L’entreprise à l’épreuve du coronavirus edit

18 novembre 2020

La pandémie dont le monde est victime depuis un an et pour un temps encore indéterminé agit comme un révélateur de nos conditions sociales les plus générales – nous sommes dépendants les uns des autres –, de nos faiblesses – nos entreprises n’auraient pas encore fait suffisamment leur révolution numérique – et, en tous cas, elle force à remettre en cause nombre de nos pratiques et même nos valeurs : comment trouver la juste politique entre l’impératif moral de préserver la vie humaine en toutes circonstances et la nécessité d’assurer la vie économique qui permet d’assurer les conditions de cette vie ? Dans quelle mesure la numérisation de la vie économique apporte-t-elle une solution ? Il est clair qu’elle agit différemment dans les divers secteurs de la vie sociale.

Nous savons combien les métiers dits du care sont nombreux dans nos sociétés grâce à leur richesse et à l’extension de la démocratie providentielle qui se donne pour légitimité de procurer le bien-être à tous ses membres. Or, leur numérisation comporte d’inévitable limites.

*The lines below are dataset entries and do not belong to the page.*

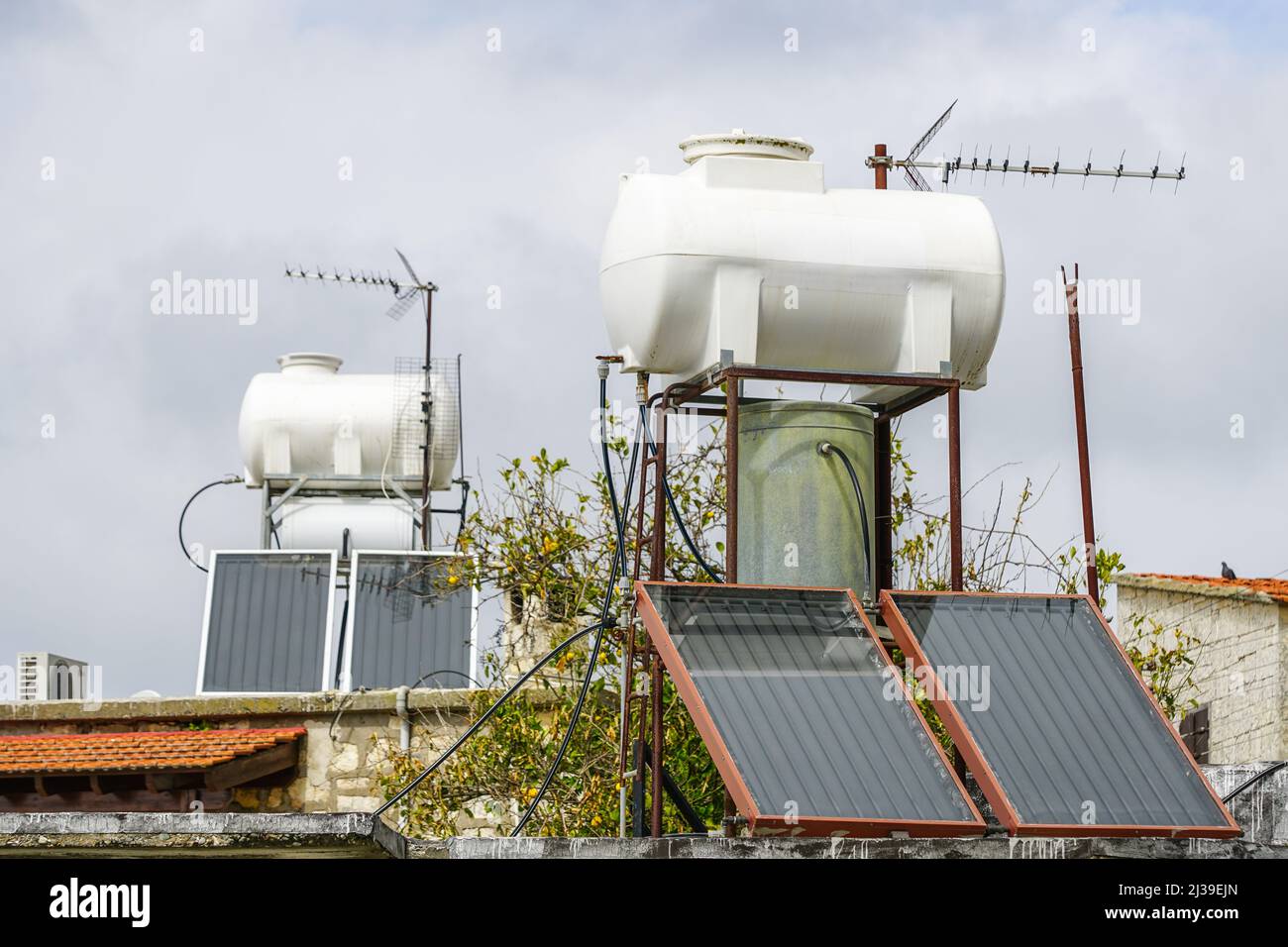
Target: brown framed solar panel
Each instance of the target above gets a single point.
(805, 716)
(1064, 737)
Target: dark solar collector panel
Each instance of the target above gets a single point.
(805, 718)
(407, 624)
(1051, 716)
(268, 622)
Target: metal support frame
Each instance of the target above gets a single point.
(642, 735)
(1080, 416)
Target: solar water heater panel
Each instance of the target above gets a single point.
(1051, 716)
(805, 716)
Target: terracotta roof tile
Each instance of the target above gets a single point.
(1274, 587)
(136, 751)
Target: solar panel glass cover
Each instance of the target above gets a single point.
(804, 715)
(268, 622)
(410, 624)
(1068, 741)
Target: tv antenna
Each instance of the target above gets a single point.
(881, 162)
(406, 294)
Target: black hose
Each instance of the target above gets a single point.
(1254, 780)
(230, 478)
(825, 449)
(618, 564)
(487, 715)
(675, 509)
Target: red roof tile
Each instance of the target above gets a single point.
(1274, 587)
(136, 751)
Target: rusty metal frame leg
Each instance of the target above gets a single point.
(884, 540)
(954, 487)
(1080, 416)
(657, 571)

Ces emplois s’adressent à des personnes – jeunes, malades, en situation de handicap ou de dépendance – et leurs titulaires ne peuvent modifier leurs pratiques que de manière marginale. Il est vrai que les médecins peuvent procéder à certains diagnostics, s’agissant de maladies caractéristiques et de patients qu’ils connaissent et, évidemment, envoyer des ordonnances et évaluer des images médicales grâce au numérique. Mais cela ne concerne pas tous les cas. Certains imposent aussi un diagnostic et une prise en compte du patient pour lesquels rien de remplace le dialogue singulier entre deux personnes présentes l’une en face de l’autre, le soignant et le patient –, sans oublier les interventions chirurgicales qui ne peuvent pas – encore ? – être toutes faites par des robots qui sont d’ailleurs commandés sur place par le chirurgien. Quant aux soins infirmiers que dispensent, outre les médecins, infirmières, aides-soignantes et aides à domicile, il va de soi qu’ils ne peuvent s’exercer à distance. On ne s’occupe pas des vieillards par Internet, même si Skype ou Zoom permettent de leur parler sur un écran pour soutenir leur moral. Les psychiatres, psychologues ou psychanalystes qui soignent par la parole peuvent continuer à écouter leurs patients à distance, et c’est précieux, mais ils sont les premiers à souligner les limites de l’exercice au bout de quelque temps.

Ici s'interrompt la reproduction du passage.